元の家に戻るのも嫌だし、ちょうどいいところに空き家?があったから、利用させてもらった。


実は離宮には先住民?がいた。

わたしよりもずっと昔に生きてた人で、話好きな人だったから、王城の秘密とか王族の秘密とか、隠し通路とか色々教えてもらった。

その人、ゼンおじいちゃんって言うのだけど、本当に物知りで、幽霊たちのまとめ役をしているみたい。


ゼンおじいちゃん以外に、アンお姉さんとかロイお兄さんとかも物知りだった。

アンお姉さんは、王城で殺された元侍女さん。

ロイお兄さんは、何と元王様だったんだって。

死んだらみんな身分も何もないけどね。


他の離宮にも優しい幽霊たちがいるって言ってたから、順番に訪ねてみようと思う。




さて、今日も今日とて、王城内を散策していると、やけに魔法師を見かける回数が多かった。

もしかして、何か事件でも起きたのかもしれない。

ちょっとワクワクしてきた。


その割には、人気の少ない場所で何か光るものを設置していた。


こんなに光ってて、目立つのにいいのかな?

絶対バレるよ?


魔法師が何を考えているか分からず、首を捻ってしまう。


それよりも、これ、何の魔法だろう?


わたしは幽霊になってから、好奇心を抑えきれなくなっていた。

好奇心というより、感情を抑えきれないと言った方がいいかも。

こう思ったら、即行動!ってな感じ。


だからこう言うのがあると、触りたくなるんだよね。


……いいかな?

駄目だよね?

でも、触りたい……


ちょっとだけ……ちょっとだけ……


好奇心に負けたわたしは、チョンと指先で触れてしまった。

触れた途端に、蜘蛛の巣みたいなのが身体に巻き付いてきた。


『捕まんないよーだ。
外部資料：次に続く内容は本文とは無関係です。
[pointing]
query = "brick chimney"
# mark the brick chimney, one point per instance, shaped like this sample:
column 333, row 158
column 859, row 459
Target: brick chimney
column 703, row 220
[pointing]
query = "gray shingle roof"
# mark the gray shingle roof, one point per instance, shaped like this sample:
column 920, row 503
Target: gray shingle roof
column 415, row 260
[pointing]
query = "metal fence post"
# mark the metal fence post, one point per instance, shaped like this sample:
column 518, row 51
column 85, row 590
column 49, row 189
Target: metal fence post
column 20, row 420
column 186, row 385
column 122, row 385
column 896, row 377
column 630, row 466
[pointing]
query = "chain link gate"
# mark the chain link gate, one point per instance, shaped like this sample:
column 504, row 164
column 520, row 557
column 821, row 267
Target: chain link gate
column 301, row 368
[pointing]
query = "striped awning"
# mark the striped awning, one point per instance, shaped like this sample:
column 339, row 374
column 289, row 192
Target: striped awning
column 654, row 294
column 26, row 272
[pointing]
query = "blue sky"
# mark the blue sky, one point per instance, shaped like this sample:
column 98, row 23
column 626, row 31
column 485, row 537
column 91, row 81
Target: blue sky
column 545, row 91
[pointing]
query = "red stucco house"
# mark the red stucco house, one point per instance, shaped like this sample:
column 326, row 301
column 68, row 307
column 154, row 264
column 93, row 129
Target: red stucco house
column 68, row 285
』


ふふんっ

わたしはすり抜けのエキスパートだよ?

こんな罠、通用しないもんね!


「発動したぞ!近くにいるはずだ。探せ!」


あれ?なんか、やばい感じ?


「魔力反応感知しました!」


に、逃げようっと……


「あ!壁の中に!」


「何!?追いかけろ!」


壁をすり抜けて安心していたら、何故か魔法師がわたしめがけて魔法を使ってくる。

あれは、拘束系の魔法だ。


えぇー……

見えてないのに、何でわたしの居場所がわかるのー!?


とにかく、捕まってたまるかっ。


わたしは魔法師から繰り出される魔法を、スイスイと避ける。


壁を抜けて階層まで一瞬で行き来できるわたしに、勝てると思わないでね!


時には魔法師の罠を潜り抜け、魔法師同士の間をすり抜け、魔法師たちとの追いかけっこが始まった。